My friend Jess and I were on his ward round and shuffled along behind him as he mumbled incoherently to the parents of the various children on the ward. We were mostly ignored until we reached the bed of a young boy with a rash.
‘Now medical students, this boy has a rash,’ he declared excitedly and then peered closely at the boy’s skin through his jam jar-sized lenses. ‘Fortunately for him this isn’t a meningitis rash, but what test might we use to see if it was?’
Dr Bowskill turned to Jess.
This is easy, I thought. Everyone has heard of the glass test. I was sure Jess would know how to hold a glass against the skin to see if the rash disappeared under pressure. Unfortunately, it was becoming apparent that she hadn’t ever heard of the glass test. Her expression was completely blank and she clearly didn’t have a clue how to answer Dr Bowskill’s question.

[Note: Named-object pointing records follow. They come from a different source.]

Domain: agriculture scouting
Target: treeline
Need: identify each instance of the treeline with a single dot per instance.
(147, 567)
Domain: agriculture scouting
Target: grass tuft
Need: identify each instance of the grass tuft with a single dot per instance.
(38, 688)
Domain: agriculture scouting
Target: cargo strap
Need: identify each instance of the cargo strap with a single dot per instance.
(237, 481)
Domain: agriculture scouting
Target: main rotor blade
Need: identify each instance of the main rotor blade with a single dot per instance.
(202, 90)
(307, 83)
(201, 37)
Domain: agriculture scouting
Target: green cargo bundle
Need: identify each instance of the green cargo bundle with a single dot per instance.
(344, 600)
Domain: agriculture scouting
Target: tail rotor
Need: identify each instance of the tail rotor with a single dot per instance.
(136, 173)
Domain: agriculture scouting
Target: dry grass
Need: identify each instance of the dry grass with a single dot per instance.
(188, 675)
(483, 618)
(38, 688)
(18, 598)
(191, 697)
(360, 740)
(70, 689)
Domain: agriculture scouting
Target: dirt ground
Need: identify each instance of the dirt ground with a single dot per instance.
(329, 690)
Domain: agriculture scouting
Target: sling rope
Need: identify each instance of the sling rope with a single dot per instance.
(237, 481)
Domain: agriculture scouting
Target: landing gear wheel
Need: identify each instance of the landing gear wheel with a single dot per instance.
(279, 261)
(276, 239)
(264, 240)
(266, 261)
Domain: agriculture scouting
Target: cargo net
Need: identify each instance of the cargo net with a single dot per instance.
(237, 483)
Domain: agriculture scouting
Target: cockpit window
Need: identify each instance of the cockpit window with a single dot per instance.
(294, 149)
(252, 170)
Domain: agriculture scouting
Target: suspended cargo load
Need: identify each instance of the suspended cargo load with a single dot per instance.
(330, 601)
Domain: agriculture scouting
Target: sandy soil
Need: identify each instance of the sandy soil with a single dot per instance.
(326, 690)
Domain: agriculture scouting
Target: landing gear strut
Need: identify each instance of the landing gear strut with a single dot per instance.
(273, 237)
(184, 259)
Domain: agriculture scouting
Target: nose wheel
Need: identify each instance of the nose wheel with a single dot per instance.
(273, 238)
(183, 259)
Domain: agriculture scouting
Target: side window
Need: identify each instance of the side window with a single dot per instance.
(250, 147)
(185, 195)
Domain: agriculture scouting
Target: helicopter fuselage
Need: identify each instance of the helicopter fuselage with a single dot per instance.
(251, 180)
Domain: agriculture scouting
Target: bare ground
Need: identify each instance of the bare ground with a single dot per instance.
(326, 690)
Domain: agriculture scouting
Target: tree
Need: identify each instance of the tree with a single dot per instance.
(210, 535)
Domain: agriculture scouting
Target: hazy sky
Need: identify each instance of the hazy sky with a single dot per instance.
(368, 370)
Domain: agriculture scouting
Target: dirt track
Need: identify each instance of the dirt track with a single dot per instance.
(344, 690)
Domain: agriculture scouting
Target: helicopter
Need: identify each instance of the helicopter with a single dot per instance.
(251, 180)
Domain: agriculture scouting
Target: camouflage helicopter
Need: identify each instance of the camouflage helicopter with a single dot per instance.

Rather than put Jess out of her misery or turn to me for the answer, Dr Bowskill just kept staring at her in silence. This silence just kept going and going and going, but Jess’s expression continued to remain completely blank. Come on Jess . I was trying to transmit the answer into her brain using telepathy, willing to try anything to end this excruciatingly awkward silence. If she’d just looked up at me I could have mouthed the answer but she just continued to stare vacantly at the small red spots on the boy’s arm.
After what seemed like an eternity, Dr Bowskill took off his glasses and handed them to Jess with great dramatic intent. ‘Perhaps these might help?’ he suggested in a loud, patronising voice.
Jess took the pair of glasses in her hand and I was sure she would click that she just had to hold the glass lens of his spectacles against the rash on the boy’s skin and end this whole tortuous affair. But Jess continued to look just as vacuous, holding those glasses in her hand. I could see her getting increasingly desperate.In a final moment of panic she put the spectacles on her nose and peered closely at the boy’s arm. She then looked up, shook her head and said, ‘Nope, still don’t know.’